Operational Utilities: Setup, Diagnostics, and Pipeline Tracking

Overview

The ops_* functions are a set of lightweight utilities that sit outside the main analysis pipeline. They help you verify your environment before starting, explore data quality, and track how your cohort changes at each processing step.

Function Purpose
ops_setup() Check dx CLI, RAP authentication, and R package dependencies
ops_toy() Generate synthetic UKB-like data for development and testing
ops_na() Summarise missing values (NA and "") across all columns
ops_snapshot() Record pipeline checkpoints and track dataset changes

ops_setup() may query dx CLI and RAP authentication status as part of its health check. All other functions operate entirely locally: ops_toy() and ops_na() are read-only; ops_snapshot() and its companions track and optionally clean up columns; ops_withdraw() removes withdrawn participants in-place. None of them read from or write to RAP storage.

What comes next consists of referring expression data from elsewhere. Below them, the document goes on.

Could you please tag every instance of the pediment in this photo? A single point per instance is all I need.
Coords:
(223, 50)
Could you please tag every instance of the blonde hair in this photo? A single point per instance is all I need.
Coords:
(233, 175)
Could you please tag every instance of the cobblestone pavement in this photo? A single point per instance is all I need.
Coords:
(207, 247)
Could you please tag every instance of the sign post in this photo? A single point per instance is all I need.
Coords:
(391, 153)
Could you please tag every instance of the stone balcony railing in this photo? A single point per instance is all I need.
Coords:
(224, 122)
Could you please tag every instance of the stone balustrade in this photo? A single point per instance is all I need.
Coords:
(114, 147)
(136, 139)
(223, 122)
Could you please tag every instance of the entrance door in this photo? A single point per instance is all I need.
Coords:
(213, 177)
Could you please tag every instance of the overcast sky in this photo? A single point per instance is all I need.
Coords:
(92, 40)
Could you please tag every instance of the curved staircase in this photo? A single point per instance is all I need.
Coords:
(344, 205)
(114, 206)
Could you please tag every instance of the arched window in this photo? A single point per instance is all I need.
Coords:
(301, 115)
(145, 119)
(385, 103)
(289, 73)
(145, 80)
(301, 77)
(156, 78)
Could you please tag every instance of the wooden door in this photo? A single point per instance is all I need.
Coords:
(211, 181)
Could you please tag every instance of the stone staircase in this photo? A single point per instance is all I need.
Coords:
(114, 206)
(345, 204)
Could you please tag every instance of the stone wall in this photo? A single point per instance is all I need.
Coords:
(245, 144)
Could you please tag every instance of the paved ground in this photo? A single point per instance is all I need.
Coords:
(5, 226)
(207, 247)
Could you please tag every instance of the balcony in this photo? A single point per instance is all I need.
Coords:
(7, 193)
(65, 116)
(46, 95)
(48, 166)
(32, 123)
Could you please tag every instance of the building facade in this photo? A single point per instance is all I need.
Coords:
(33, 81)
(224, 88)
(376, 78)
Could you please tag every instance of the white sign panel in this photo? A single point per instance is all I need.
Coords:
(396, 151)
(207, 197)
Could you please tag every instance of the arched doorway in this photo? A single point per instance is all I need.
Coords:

ops_setup() — Environment Health Check

Run ops_setup() once after installing ukbflow to confirm that all required components are in place before starting a real analysis.

library(ukbflow)

ops_setup()
#> ── ukbflow environment check ──────────────────────────────────────────────
#> ℹ ukbflow 0.1.0  |  R 4.4.1  |  2026-03-09
#> ── 1. dx-toolkit ──────────────────────────────────────────────────────────
#> ✔ dx: /usr/local/bin/dx  (dx-toolkit v0.375.0)
#> ── 2. RAP authentication ───────────────────────────────────────────────────
#> ✔ user: evan.zhou
#> ✔ project: project-GXk9...
#> ── 3. R packages ───────────────────────────────────────────────────────────
#> ✔ cli  3.6.3  [core]
#> ✔ data.table  1.15.4  [core]
#> ✔ survival  3.7.0  [assoc_coxph]
#> ✔ forestploter  1.1.1  [plot_forest]
#> ...
#> ───────────────────────────────────────────────────────────────────────────
#> ✔ 15 passed
#> ! 2 optional / warning

For programmatic use (e.g. inside scripts or CI), set verbose = FALSE and inspect the returned list:

result <- ops_setup(verbose = FALSE)
result$summary
#> $pass
#> [1] 15
#> $warn
#> [1] 2
#> $fail
#> [1] 0

# Gate the rest of your script on a clean environment
stopifnot(result$summary$fail == 0)

Individual checks can be disabled when only a subset is needed:

# Check R package dependencies only (skip dx and RAP auth)
ops_setup(check_dx = FALSE, check_auth = FALSE)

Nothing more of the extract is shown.